Winter and the Golden-Crowned Kinglet
It’s simple physics. In a cold environment, small objects lose heat at a faster rate than large objects. This is why most warm-blooded animals that reside in a northern climate tend to be large in size. Yet, for every rule, there is always an exception and when considering birds, the golden-crowned kinglet is a perplexing anomaly.
The golden-crowned kinglet is the smallest perching bird to inhabit the Adirondacks, as this delicate, olive colored creature is not much larger than a hummingbird, (which is classified in a group that is related to the swifts rather than the perching birds.) However, unlike our other small birds, like the warblers, vireos and wrens, the kinglet often remains in the Adirondacks throughout the dead of winter, traveling in small, loosely knit flocks in dense evergreen forests.

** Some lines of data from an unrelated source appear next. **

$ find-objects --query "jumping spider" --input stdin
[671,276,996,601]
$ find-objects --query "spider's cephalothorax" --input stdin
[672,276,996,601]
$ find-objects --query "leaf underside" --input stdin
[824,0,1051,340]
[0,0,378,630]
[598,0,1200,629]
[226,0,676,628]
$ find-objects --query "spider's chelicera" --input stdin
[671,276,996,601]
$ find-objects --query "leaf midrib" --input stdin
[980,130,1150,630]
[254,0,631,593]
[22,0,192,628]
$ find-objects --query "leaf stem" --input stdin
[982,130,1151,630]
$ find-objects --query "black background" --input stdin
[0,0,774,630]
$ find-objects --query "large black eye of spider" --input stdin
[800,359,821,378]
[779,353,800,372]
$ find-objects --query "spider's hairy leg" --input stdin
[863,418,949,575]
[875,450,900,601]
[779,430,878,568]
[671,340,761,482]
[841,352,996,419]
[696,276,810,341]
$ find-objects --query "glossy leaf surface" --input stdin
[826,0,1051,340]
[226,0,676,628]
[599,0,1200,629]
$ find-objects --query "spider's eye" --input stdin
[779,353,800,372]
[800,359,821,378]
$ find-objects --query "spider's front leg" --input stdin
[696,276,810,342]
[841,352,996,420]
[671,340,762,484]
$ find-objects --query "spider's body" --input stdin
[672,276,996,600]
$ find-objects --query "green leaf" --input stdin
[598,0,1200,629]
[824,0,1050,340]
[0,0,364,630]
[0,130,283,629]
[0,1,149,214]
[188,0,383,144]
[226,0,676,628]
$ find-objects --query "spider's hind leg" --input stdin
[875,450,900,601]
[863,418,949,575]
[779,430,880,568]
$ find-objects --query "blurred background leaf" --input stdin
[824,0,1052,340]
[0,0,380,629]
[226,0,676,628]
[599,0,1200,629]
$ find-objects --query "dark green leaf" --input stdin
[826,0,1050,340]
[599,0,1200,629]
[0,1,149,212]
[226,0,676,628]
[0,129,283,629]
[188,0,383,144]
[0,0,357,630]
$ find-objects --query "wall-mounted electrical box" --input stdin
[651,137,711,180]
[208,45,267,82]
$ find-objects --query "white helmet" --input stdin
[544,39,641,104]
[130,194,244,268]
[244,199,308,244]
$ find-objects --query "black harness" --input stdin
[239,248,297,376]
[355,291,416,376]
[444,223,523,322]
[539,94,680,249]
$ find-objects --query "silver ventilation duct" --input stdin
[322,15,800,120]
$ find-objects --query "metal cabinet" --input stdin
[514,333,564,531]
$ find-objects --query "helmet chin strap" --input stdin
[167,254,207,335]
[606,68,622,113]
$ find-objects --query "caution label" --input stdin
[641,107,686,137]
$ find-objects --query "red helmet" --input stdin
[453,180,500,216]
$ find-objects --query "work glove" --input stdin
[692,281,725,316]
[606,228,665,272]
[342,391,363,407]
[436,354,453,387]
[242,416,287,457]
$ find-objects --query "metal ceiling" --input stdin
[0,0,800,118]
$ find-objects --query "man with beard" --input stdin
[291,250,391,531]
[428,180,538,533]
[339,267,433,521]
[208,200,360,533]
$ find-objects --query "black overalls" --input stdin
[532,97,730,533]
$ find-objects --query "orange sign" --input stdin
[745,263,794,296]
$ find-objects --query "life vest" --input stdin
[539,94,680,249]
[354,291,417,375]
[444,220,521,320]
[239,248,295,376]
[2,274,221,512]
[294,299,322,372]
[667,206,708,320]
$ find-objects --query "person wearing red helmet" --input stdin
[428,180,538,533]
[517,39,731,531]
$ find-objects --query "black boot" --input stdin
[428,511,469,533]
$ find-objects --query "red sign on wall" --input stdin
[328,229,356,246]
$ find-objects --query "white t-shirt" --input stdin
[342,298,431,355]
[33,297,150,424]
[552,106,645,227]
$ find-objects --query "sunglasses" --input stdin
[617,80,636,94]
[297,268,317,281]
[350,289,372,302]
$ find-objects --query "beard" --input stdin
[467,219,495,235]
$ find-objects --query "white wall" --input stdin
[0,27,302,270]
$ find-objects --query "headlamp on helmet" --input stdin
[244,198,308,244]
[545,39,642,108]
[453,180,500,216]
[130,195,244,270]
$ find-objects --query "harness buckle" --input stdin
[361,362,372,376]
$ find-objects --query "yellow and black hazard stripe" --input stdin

The yellowish-green plumage of the golden-crowned kinglet makes this tiny bird a challenge to see against the backdrop of pine, spruce, fir and cedar boughs as it flits through the canopy in a constant search for food. Yet because the kinglet frequently emits an audible “teez, teez, teez” call as it forages, its presence can be easily noted by a perceptive individual, especially at this time of year, when the sound of the wind through the branches is the only noise that breaks the silence of the deep woods.